Palestinians carry the body of Islamic Jihad militant Basel Abu Alata, at the morgue of Al Najar hospital following an Israeli air strike on an Islamic Jihad training base in Rafah, southern Gaza Strip, Saturday, Oct. 29, 2011. Israeli aircraft killed 5 Palestinian militants from the Islamic Jihad group whom it says were responsible for recent rocket attacks on Israel, the military said Saturday. The military said it targeted the same group of militants that fired rockets that exploded near the Israeli city of Ashdod Wednesday night. No Israelis were injured in that attack. (AP Photo/Eyad Baba)

JERUSALEM (AP) — Israeli aircraft on Saturday killed 5 Palestinian militants from the Islamic Jihad group in Gaza whom it says were responsible for recent rocket attacks on Israel, Israel's military said. Islamic Jihad took responsibility for firing more rockets a few hours later which injured one Israeli.

The Israeli military said it targeted the same group of militants that fired rockets that exploded near the southern Israeli city of Ashdod Wednesday night. No Israelis were injured in that attack.

A military spokesman said the militants were hit as they were preparing to launch more rockets at Israel. The military "will not tolerate any attempt to harm Israeli civilians," he said. He spoke on condition of anonymity in accordance with military protocols.

Gaza Health Ministry spokesman Adham Abu Salmia said 5 men were killed and another 11 injured in an explosion inside a militant training site in the southern part of the coastal territory.

Palestinians launched another a volley of rockets at Israel a few hours later, the military said. One person sustained shrapnel wounds in the small town of Gan Yavneh and others in the Ashdod region were treated for shock, the spokesman said.

Israel's Channel 2 television reported that one rocket hid a school, causing massive damage. No one was hurt because the school was closed for the Jewish Sabbath, Ashdod Mayor Yehiel Lasri said.

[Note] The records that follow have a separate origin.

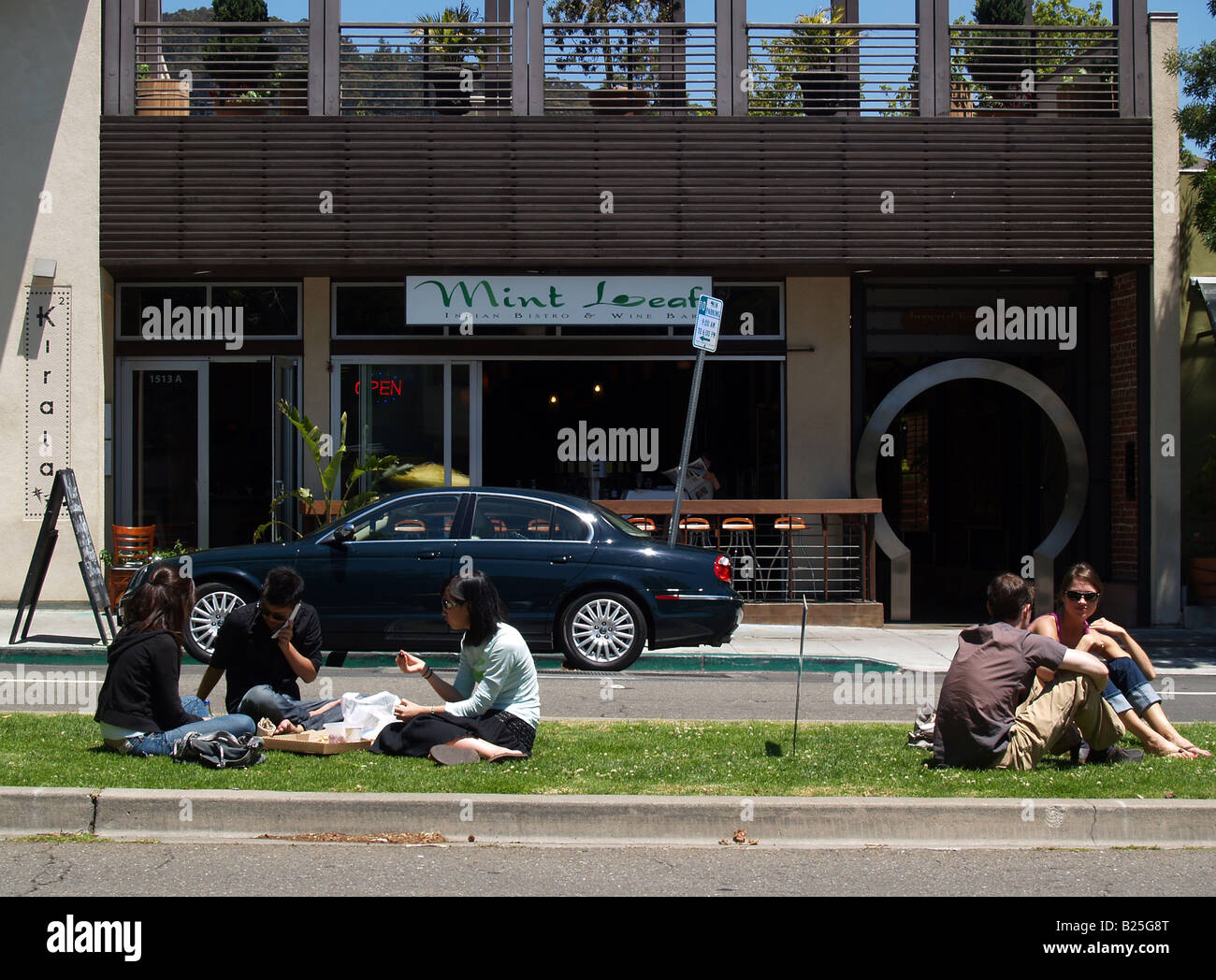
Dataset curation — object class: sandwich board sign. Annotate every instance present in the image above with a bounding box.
[8,469,114,644]
[692,293,722,353]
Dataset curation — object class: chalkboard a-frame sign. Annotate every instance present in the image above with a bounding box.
[8,469,114,644]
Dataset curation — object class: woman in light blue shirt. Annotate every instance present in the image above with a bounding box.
[371,571,540,765]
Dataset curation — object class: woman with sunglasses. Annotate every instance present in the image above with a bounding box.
[371,571,540,766]
[94,564,255,757]
[1030,562,1211,758]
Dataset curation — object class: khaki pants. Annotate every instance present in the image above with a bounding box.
[996,671,1123,770]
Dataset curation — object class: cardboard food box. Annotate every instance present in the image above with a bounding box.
[263,732,372,755]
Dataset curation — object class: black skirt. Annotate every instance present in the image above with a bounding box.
[371,712,536,758]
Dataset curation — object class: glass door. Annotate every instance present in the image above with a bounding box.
[333,361,482,490]
[114,361,208,548]
[122,357,286,548]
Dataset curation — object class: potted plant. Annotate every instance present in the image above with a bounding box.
[956,0,1031,116]
[418,0,485,116]
[135,57,190,116]
[203,0,279,116]
[547,0,675,116]
[783,7,860,116]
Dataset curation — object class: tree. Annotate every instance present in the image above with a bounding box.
[1165,0,1216,251]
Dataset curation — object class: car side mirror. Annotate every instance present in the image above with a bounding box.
[329,524,355,545]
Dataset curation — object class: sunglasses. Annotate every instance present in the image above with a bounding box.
[258,602,291,623]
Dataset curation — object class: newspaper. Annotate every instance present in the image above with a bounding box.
[663,456,714,499]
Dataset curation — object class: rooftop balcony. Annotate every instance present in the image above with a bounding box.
[104,0,1150,119]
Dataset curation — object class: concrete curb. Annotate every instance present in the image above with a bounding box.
[0,788,1216,847]
[0,786,101,834]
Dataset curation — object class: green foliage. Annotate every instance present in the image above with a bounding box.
[253,398,413,541]
[546,0,673,86]
[418,0,485,65]
[974,0,1026,24]
[1165,0,1216,251]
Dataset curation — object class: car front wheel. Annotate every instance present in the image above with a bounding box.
[186,583,253,664]
[562,592,645,670]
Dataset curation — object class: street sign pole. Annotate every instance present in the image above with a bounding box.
[668,295,722,545]
[668,350,705,545]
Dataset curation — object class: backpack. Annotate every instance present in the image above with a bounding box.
[169,732,267,769]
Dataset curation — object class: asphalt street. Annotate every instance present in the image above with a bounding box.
[0,842,1216,900]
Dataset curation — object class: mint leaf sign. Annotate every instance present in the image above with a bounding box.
[692,295,722,353]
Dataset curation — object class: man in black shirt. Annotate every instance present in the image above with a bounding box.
[198,567,341,732]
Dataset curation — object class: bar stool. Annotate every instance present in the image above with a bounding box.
[722,517,760,599]
[680,517,714,548]
[765,514,815,602]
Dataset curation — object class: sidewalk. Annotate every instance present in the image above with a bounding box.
[0,788,1216,847]
[0,606,1216,673]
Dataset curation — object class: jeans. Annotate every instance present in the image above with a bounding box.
[124,694,256,757]
[238,685,341,729]
[1102,656,1162,715]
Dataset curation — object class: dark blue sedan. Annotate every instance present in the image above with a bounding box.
[131,487,743,670]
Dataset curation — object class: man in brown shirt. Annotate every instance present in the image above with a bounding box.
[933,572,1143,770]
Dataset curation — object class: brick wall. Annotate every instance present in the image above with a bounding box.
[1110,272,1139,582]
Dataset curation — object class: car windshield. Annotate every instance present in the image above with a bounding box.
[591,503,651,538]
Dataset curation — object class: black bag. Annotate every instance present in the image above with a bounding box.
[169,732,267,769]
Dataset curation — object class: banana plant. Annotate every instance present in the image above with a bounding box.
[253,398,413,541]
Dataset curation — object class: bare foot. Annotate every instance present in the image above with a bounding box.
[1142,734,1194,758]
[485,749,528,762]
[1174,738,1211,758]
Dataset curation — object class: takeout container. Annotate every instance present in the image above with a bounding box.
[263,732,372,755]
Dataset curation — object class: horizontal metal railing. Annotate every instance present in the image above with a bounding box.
[949,24,1119,117]
[338,22,512,116]
[135,21,309,116]
[123,14,1128,118]
[543,23,717,116]
[746,23,920,116]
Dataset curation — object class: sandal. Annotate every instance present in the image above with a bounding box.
[427,745,482,766]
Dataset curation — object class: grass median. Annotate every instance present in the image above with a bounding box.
[0,713,1216,799]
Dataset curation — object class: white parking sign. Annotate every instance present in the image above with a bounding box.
[692,293,722,353]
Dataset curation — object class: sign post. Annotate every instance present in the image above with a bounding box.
[668,293,722,545]
[8,469,116,644]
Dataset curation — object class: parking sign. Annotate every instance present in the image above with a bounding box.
[692,293,722,353]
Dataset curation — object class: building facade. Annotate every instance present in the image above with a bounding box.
[3,0,1182,623]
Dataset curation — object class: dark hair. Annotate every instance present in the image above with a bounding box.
[439,571,507,647]
[123,562,195,643]
[262,566,304,606]
[1055,562,1102,606]
[988,571,1035,623]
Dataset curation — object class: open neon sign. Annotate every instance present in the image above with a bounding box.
[355,378,401,401]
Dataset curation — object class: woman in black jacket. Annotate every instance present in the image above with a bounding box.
[94,566,256,755]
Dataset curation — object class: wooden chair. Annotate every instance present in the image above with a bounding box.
[106,524,155,609]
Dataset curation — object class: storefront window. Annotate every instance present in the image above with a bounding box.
[118,283,300,340]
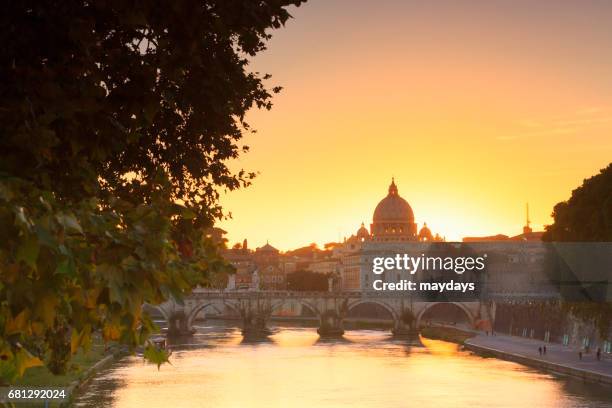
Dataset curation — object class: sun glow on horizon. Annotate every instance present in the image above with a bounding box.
[219,0,612,250]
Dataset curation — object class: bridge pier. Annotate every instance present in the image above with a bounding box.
[168,310,195,337]
[317,310,344,337]
[238,299,272,339]
[391,303,418,337]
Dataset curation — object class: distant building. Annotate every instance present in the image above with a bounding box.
[463,204,544,242]
[333,179,444,290]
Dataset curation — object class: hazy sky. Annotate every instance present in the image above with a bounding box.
[220,0,612,250]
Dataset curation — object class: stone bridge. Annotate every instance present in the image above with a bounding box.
[144,289,495,337]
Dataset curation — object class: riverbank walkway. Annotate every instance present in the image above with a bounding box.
[465,333,612,384]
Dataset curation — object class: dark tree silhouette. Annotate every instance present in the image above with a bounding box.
[542,164,612,242]
[0,0,302,381]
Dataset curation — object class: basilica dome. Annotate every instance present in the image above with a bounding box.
[370,179,417,241]
[372,180,414,222]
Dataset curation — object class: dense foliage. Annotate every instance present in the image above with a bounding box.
[0,0,302,382]
[542,163,612,242]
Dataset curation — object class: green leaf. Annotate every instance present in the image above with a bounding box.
[17,235,40,270]
[55,214,83,234]
[55,258,76,276]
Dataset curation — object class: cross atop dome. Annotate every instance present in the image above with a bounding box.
[389,177,397,195]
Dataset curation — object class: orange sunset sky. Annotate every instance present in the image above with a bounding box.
[218,0,612,250]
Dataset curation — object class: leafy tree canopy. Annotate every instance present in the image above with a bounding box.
[0,0,302,382]
[542,164,612,242]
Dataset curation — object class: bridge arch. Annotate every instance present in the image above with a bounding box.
[416,302,476,328]
[187,301,240,328]
[142,303,170,322]
[270,298,321,317]
[346,299,400,324]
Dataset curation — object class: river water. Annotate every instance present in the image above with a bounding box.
[76,323,612,408]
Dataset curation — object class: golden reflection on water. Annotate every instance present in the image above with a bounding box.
[78,328,612,408]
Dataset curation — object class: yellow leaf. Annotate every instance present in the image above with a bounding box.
[70,325,91,354]
[102,323,121,340]
[15,349,43,377]
[4,309,30,336]
[36,294,58,326]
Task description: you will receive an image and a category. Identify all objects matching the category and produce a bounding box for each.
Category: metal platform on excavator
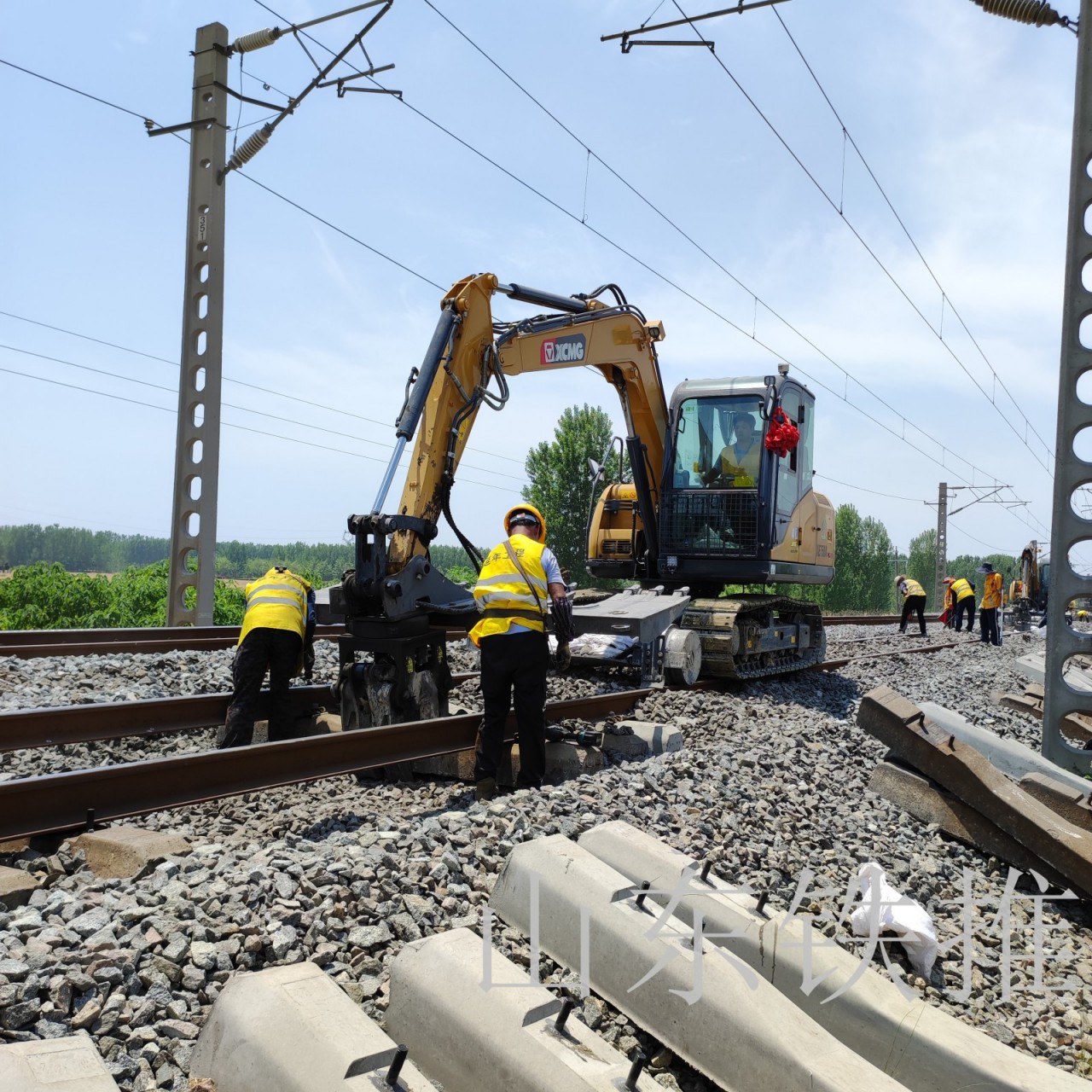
[678,595,827,679]
[572,588,827,686]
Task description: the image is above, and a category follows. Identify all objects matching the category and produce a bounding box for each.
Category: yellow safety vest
[239,569,311,644]
[951,577,974,603]
[902,577,925,600]
[469,535,549,645]
[718,437,762,489]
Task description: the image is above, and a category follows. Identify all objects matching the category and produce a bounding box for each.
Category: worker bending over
[944,577,974,633]
[894,572,926,636]
[469,504,574,800]
[219,565,315,748]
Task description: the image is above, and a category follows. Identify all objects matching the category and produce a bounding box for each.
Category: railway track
[0,690,652,839]
[0,642,956,839]
[0,615,936,659]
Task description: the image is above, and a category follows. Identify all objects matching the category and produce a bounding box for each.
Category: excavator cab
[656,375,834,595]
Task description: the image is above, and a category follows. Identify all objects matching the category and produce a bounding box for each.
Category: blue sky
[0,0,1077,556]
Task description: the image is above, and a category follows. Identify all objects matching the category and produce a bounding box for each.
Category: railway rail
[0,642,956,839]
[0,689,653,839]
[0,615,936,659]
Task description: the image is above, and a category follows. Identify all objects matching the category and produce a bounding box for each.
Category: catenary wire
[0,343,527,483]
[4,48,1052,541]
[671,0,1050,474]
[0,367,521,494]
[395,0,1050,520]
[0,311,523,473]
[0,49,1031,508]
[769,9,1050,469]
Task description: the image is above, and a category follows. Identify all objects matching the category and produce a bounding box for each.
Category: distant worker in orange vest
[974,561,1005,645]
[944,577,974,633]
[469,504,574,800]
[894,572,926,636]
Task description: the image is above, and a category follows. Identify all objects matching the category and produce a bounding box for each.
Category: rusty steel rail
[0,615,921,659]
[0,686,335,752]
[810,641,963,671]
[0,671,479,752]
[0,690,652,839]
[822,613,940,625]
[0,625,345,659]
[0,625,467,659]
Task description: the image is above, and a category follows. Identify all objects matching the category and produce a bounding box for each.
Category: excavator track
[678,595,827,679]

Police spokesman Micky Rosenfeld said that Israeli forces were on high alert and patrols were beefed up in southern cities.

Islamic Jihad said later that it carried out the rocket attacks.

Islamic Jihad is one of the militant groups in Gaza that frequently fires rockets into southern Israel, prompting Israeli reprisal strikes.

The group vowed revenge for the airstrike in a text message sent to reporters. "Our response shall be in the depths of the Zionist entity," it said in reference to the Israeli heartland.

Islamic Jihad spokesman Abu Ahmed said one of its local field commanders, Ahmed Sheikh Khalil, was killed. He said Khalil was one of the group's chief bomb makers. "Today it was a great loss for us in the Islamic Jihad," he said. "The size of our retaliation will equal our loss."

The Iranian-backed Islamic Jihad took responsibility for multiple suicide bombings and shooting attacks against civilians in Israel during the second Palestinian intifadah, or uprising, in the first half of the last decade.

Israel and Hamas, the militant group that rules Gaza, blamed each other for the flare up in violence Saturday.

"The Hamas terror organization is solely responsible for any terrorist activity emanating from the Gaza Strip," the Israeli military said.

Israel as a matter of policy holds Hamas liable for violence perpetrated by any of the different armed groups in the coastal territory.

Hamas spokesman Fawzi Barhoum meanwhile said Israel is "fully responsible for all the results of this dangerous escalation."

In the winter of 2008, Israel launched a broad military offensive inside Gaza aimed at stopping almost daily Palestinian rocket fire at Israeli communities.

Since then, violence has continued sporadically along the border and Palestinians continue to launch mortars and rockets at Israel, but to a much lesser degree.

On Wednesday, militants fired a long-range Katyusha rocket that exploded near Ashdod in the south of the country.

Sirens also went off in the central Israeli city of Rehovot, which unlike many southern Israeli cities is not accustomed to rocket fire, causing panic. The Israeli military said the alarm went off because the rocket exploded in an area between the two cities.